Kenyan, Botswanan Leaders Call HIV/AIDS Greatest Threat to Economic Development
Calling HIV/AIDS the "greatest challenge Botswana has faced," President Festus Mogae on Tuesday said that the disease has drained "substantial resources" away from development initiatives and "threatens the country with annihilation," the Financial Times reports. An estimated 38% of Botswanan adults between the ages of 15 and 49 are thought to have HIV, giving the nation the highest infection rate in the world. But despite government efforts to counter the disease, the epidemic is "not abating," Mogae said. The Bank of Botswana has forecasted that the country's economic growth will slow from 9% in 2001 to just 5% this year, and Linah Mohohlo, the bank's governor, predicted that the government's increased health care spending this year will drive up inflation rates to 6% or higher. A government report released last year predicted that Botswana's economic output will fall by a total of 1.5% over the next 25 years and that health expenditures will triple over the next decade because of HIV/AIDS. Universal access to antiretroviral drugs via the public health system has accounted for the country's largest health expenditure.
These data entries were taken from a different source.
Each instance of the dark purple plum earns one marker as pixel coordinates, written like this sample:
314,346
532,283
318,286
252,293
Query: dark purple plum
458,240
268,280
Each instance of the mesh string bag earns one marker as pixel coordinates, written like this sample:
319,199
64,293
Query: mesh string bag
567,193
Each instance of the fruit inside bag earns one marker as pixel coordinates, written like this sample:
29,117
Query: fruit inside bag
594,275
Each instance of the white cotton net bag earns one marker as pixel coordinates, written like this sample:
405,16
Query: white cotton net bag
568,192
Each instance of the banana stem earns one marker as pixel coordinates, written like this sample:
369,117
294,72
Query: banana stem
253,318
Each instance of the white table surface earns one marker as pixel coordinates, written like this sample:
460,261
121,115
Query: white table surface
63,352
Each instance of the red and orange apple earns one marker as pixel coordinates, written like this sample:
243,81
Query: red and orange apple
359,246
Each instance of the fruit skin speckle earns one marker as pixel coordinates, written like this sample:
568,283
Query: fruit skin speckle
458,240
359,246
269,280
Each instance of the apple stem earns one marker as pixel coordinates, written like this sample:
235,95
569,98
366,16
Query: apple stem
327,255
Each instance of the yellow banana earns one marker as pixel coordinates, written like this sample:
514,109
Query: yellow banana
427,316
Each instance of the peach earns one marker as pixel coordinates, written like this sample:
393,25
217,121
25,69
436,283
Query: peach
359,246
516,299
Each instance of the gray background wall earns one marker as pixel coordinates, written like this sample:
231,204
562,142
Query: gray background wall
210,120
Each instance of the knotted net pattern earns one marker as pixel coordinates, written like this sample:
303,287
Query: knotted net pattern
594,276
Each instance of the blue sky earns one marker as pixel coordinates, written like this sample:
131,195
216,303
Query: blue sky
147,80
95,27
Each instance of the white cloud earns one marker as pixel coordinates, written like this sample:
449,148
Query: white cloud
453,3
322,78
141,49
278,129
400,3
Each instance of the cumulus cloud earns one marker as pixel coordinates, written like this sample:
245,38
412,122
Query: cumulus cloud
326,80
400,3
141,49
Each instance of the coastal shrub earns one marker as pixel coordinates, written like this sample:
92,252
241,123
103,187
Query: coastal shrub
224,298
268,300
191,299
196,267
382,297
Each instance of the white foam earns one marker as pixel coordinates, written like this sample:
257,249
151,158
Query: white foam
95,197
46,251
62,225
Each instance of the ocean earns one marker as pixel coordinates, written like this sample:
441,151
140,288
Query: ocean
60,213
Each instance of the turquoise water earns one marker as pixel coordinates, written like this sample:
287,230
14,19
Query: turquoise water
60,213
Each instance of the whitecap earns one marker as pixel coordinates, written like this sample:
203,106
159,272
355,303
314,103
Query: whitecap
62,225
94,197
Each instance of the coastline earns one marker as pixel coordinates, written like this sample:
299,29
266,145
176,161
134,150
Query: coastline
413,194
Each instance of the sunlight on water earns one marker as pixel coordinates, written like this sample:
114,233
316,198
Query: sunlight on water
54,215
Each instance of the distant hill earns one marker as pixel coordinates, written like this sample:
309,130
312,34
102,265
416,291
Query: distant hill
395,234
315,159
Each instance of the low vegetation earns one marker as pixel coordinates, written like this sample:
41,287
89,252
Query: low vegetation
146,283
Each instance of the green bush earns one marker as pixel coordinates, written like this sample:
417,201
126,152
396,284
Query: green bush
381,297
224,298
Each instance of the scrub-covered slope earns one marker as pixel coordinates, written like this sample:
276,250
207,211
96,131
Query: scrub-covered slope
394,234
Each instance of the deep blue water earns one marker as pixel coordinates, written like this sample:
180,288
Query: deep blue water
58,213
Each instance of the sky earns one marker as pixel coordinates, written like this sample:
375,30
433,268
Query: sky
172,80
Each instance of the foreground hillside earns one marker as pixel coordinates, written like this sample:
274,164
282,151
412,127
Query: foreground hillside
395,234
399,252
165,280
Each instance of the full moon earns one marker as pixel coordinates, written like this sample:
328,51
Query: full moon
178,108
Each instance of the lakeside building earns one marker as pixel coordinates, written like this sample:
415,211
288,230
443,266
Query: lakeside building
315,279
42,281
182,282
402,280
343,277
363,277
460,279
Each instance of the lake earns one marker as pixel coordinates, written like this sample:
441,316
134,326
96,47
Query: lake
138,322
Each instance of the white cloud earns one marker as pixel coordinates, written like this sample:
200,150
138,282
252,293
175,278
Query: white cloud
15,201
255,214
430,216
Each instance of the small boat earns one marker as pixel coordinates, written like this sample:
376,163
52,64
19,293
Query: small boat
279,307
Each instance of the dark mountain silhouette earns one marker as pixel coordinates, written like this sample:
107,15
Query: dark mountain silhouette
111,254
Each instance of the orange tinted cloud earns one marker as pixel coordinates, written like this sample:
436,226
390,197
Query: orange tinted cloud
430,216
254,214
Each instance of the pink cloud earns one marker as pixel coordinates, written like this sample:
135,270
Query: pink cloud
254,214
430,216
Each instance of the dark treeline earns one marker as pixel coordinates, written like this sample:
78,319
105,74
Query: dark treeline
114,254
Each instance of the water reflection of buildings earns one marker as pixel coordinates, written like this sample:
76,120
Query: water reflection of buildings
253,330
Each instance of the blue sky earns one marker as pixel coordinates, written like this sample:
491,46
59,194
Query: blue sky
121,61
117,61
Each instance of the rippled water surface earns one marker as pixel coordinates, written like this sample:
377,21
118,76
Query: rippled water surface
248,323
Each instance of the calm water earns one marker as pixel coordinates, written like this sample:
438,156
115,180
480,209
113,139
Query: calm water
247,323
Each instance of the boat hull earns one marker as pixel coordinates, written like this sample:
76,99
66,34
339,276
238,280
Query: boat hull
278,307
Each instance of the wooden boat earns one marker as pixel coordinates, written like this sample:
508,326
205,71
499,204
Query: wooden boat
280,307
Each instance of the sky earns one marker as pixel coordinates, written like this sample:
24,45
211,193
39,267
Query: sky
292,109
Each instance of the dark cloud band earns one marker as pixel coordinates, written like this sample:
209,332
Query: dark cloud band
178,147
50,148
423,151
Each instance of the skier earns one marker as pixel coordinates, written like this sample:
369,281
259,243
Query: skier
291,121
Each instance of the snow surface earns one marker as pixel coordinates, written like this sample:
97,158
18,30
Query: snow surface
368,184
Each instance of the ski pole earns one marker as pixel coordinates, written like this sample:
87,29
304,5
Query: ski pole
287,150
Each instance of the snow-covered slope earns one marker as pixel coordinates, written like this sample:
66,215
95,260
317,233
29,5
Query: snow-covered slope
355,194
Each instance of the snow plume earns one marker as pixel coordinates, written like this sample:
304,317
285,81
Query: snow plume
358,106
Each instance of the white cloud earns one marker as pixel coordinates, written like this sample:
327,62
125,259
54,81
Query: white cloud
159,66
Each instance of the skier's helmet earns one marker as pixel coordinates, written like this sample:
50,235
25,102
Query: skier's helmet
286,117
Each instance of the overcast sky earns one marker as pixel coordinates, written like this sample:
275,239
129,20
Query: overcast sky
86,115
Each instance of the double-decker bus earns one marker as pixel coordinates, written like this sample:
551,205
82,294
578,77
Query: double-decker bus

Botswana, which is "one of Africa's best performing and most politically stable countries," hopes to establish four antiretroviral drug distribution centers and to treat 19,000 HIV-positive people by the end of the year. "The antiretroviral program is the most expensive health project. But it's an element we can't do without," Health Minister Joy Phumaphi, said, adding, "We can't do prevention without treatment and care" (Lamont, Financial Times, 4/17).
Not Just a Health Problem
HIV/AIDS is the "biggest threat" to development in Africa and must "no longer be viewed as a health problem only but also a major development issue," Kenyan Vice President George Saitoti on Tuesday told the opening session of the second Pan-African Conference on NGO Partnership for Reproductive Health in Africa being held in Nairobi, Xinhua News Agency reports. Saitoti said that Africans must "aggressively address" the social stigma that contributes to the spread of HIV/AIDS, and he advocated taking a "broad-based" approach to tackling the disease by focusing on the reduction of poverty and expansion of access to education and health care while working toward "peace and stability." He added that non-governmental organizations need to "strengthen governance and leadership structures" to ensure the impact and sustainability of their projects. The conference, which ends today, has been attended by representatives from more than 80 NGOs, as well as members of the private sector and government departments that work with reproductive health issues in sub-Saharan Africa (Xinhua News Agency, 4/16).